September arabica coffee (KCU22) on Friday closed down -5.45 (-2.37%), and Sep ICE Robusta coffee (RMU22) closed down -27 (-1.33%).
Coffee prices Friday closed moderately lower, with robusta tumbling to a 10-month low. Coffee prices declined on weakness in the Brazilian real (^USDBRL), which fell to a 4-3/4 month low against the dollar on Friday. The weaker real encourages export selling from Brazil's coffee producers. Coffee prices were also under pressure Friday after a tropical storm in the Caribbean moved away from Colombia, reducing the chances of damage to the country's coffee trees. Colombia is the world's second-largest producer of arabica beans.
Arabica coffee early Friday initially rallied to a 1-week high on shrinking coffee supplies after ICE monitored arabica coffee inventories Friday fell to a new 22-year low of 854,584 bags.
Robusta coffee remains under pressure on signs of abundant supplies after Vietnam's General Department of Customs reported Tuesday that Vietnam's Jun coffee exports were up +13.3% y/y at 145,000 MT, and Jan-Jun coffee exports rose +21.7% y/y to 1.027 MMT. Vietnam is the world's biggest producer of robusta coffee beans. The USDA June 7 revised its 2021-22 coffee production estimate for Vietnam upward to 31.58 million bags from 31.1 million bags but said 2022/23 production would fall by -2.2% y/y to 30.9 million bags.
Coffee prices had been on the defensive over the past week, with arabica falling to a 5-week low Tuesday and robusta tumbling to a 10-month low Friday. Last Thursday, the USDA, in its bi-annual report, projected that 2022/23 global coffee production would climb +4.7% y/y to 174.95 mln bags, primarily due to Brazil's arabica crop entering the on-year of the biennial production cycle. The USDA also projects 2022/23 global coffee ending stocks to climb +6.3% y/y to 34.704 mln bags.
Concern that excessive dryness in Brazil may lead to lower coffee yields might limit the downside in coffee prices. Somar Meteorologia reported Monday that Minas Gerais received 0.2 mm of rain last week, or 4% of the historical average. Minas Gerais accounts for about 30% of Brazil's arabica crop.

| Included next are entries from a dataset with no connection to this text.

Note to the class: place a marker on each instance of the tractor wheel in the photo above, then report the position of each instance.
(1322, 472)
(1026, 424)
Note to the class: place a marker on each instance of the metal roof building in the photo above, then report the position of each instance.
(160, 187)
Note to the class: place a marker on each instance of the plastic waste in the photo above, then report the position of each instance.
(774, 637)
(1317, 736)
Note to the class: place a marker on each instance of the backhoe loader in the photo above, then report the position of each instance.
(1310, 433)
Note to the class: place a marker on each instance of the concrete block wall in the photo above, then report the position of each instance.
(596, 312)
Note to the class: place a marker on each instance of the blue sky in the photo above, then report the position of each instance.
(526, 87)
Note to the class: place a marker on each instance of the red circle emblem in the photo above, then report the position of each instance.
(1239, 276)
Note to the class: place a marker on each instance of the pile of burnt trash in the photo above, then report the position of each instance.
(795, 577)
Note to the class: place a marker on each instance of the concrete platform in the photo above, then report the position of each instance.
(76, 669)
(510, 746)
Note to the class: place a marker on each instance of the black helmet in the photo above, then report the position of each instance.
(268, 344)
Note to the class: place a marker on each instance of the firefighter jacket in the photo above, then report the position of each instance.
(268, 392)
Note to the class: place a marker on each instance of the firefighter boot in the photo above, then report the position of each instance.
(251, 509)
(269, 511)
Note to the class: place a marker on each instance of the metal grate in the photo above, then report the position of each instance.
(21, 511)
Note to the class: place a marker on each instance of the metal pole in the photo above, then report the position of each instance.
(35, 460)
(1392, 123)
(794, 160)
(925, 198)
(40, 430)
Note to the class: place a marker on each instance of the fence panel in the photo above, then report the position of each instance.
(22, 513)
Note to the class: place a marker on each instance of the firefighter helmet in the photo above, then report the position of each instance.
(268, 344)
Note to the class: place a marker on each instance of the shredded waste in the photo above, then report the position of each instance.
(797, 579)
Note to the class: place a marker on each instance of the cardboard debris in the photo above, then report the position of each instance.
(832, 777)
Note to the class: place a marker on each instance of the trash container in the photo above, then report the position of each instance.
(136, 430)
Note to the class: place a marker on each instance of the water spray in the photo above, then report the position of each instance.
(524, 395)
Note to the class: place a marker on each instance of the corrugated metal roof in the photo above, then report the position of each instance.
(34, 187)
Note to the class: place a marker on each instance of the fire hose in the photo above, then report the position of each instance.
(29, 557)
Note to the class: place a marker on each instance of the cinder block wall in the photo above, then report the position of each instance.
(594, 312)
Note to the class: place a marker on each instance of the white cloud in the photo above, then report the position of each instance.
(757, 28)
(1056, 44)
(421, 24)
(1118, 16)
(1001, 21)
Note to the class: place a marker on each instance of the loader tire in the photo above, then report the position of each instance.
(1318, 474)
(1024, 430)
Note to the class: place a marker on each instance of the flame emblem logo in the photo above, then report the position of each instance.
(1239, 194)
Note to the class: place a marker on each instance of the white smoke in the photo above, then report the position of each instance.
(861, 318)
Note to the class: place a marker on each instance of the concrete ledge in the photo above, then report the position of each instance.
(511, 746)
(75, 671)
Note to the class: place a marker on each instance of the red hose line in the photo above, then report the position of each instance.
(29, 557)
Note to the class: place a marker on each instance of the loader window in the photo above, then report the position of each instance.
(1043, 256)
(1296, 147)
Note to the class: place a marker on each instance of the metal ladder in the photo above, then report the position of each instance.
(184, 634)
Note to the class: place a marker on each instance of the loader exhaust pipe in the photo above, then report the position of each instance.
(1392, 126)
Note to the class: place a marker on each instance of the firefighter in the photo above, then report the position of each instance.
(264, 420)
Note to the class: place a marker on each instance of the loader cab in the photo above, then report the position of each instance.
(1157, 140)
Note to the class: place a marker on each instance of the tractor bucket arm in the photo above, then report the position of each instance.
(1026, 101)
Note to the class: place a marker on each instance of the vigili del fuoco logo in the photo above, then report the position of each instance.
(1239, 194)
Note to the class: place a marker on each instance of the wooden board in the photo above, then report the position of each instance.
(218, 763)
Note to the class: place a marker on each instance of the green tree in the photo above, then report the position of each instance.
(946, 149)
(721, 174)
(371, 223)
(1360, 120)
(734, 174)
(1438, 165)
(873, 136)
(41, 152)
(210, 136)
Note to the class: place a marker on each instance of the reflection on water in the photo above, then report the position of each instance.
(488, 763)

Coffee prices are supported by the slow pace of Brazil's coffee harvest after Safras & Mercado reported last Thursday that Brazil's 2022/23 coffee harvest was only 35% completed as of June 21, slower than the 5-year average of 44%.
Larger U.S. coffee supplies are negative for prices after the Green Coffee Association reported on June 16 that U.S. May green coffee inventories rose +1.6% m/m and +3.2% y/y to 6.004 million bags.
A supportive factor for arabica coffee is the smaller output in Colombia after the Colombia Coffee Growers Federation reported on June 7 that Colombia's Jan-May coffee production was down -4% y/y at 4.5 million bags.
The International Coffee Organization (ICO) recently cut its global 2020/21 supply estimate to a deficit of -3.13 mln bags from a previous estimate of a +1.2 mln bag surplus. In addition, ICO lowered its global 2020/21 coffee production estimate to 167.17 mln bags from 168.88 mln bags and raised its 2020/21 global coffee consumption estimate to 170.30 mln bags from 167.68 mln bags. However, Citigroup on May 4 projected that the 2022/23 global coffee market would shift to a surplus of +3.5 mln bags from a 2021/22 global coffee deficit of -7.3 mln bags.
Big Picture Coffee Market Factors: World coffee production in 2020/21 (Oct/Sep) will fall -2.1% y/y to 167.17 mln bags, with global consumption up +3.3% y/y at 170.298 mln bags (ICO). The world coffee surplus/deficit in 2020/21 will fall into a deficit of -3.128 mln bags from a surplus of +5.965 mln bags in 2019/20 (ICO). Total Brazil 2020/21 coffee exports rose +13.3% y/y to a record 45.6 mln bags (CeCafe). ICO data shows global 2020/21 coffee exports (Oct-Sep) rose +1.2% y/y to 128.931 mln bags.